Defining a significant threshold should remove a lot of noise from the data, particularly where initially we may be concerned to know only those patterns which are the most resilient to even a high threshold.

3. Diversify the footprint. Following the same vein as above, perhaps finding a way to include 'g' in the footprint may allow more information to be coded in the pseudoread without any additional cost in the phylogenetic analysis later. A few ideas come to mind:

a) Let 'g' represent expression increases (or decreases) above a certain threshold. The difficulty then becomes defining the threshold (for example, if that threshold scored one increase as 'g' and another as 'a' even though the two were very close, it might as well be completely different). Another possibility is creating a "gap" in order to communicate other information.

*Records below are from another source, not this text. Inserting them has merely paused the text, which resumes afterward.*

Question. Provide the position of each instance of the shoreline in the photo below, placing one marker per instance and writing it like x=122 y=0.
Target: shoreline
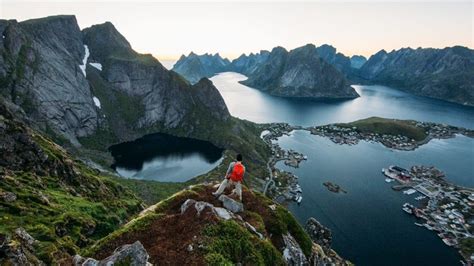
x=291 y=190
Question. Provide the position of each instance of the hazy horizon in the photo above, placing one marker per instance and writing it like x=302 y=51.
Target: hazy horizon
x=168 y=30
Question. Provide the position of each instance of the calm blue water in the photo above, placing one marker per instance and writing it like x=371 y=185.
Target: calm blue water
x=254 y=105
x=368 y=225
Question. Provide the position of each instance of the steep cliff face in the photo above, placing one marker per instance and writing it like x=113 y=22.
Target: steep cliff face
x=341 y=62
x=357 y=61
x=247 y=64
x=194 y=67
x=52 y=205
x=41 y=71
x=300 y=73
x=166 y=98
x=79 y=84
x=446 y=74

b) Let 'g' represent information gleaned from comparing gene expressions for two genes both in the same state.

c) Let 'g' represent information reflecting the relationship between the gene being knocked-out and the gene whose expression is measured. For example, if the greatest irregularity in gene expression for gene X comes when gene D is knocked-out, that information may be somehow included in the pseudoread.

d) In reality, the length of the pseudoread is non-limiting, meaning that one might consider encoding additional information about given comparisons in more "nucleotides". For example rather than letting 'a' represent an increase, 'at' might be a significant increase and 'ag' a less significant increase. Thus one could create a "codon" which describes the relationships in the data, and that codon need not be limited to 3 nucleotides.

Something to think about.

4) I also made it so that the tree produced by psoda from the nexus file would have a more descriptive name than "out.tre", something that matched the expression data file name.


Those are the changes I thought might improve the code. To test if (with a constant threshold) the removal of redundant data would affect the phylogenetic relational predictions, I ran psoda on both files. The time taken was identical, I'm not sure why the shortened reads didn't speed up performance. The scores were exactly half for the shortened reads on multiple trials. The trees produced were the same.

Another idea may be to create the "complement" for every pseudoread which, if it matched closely with a read, would indicate that the genes might be inversely regulated. I know David Oviatt was doing something like this.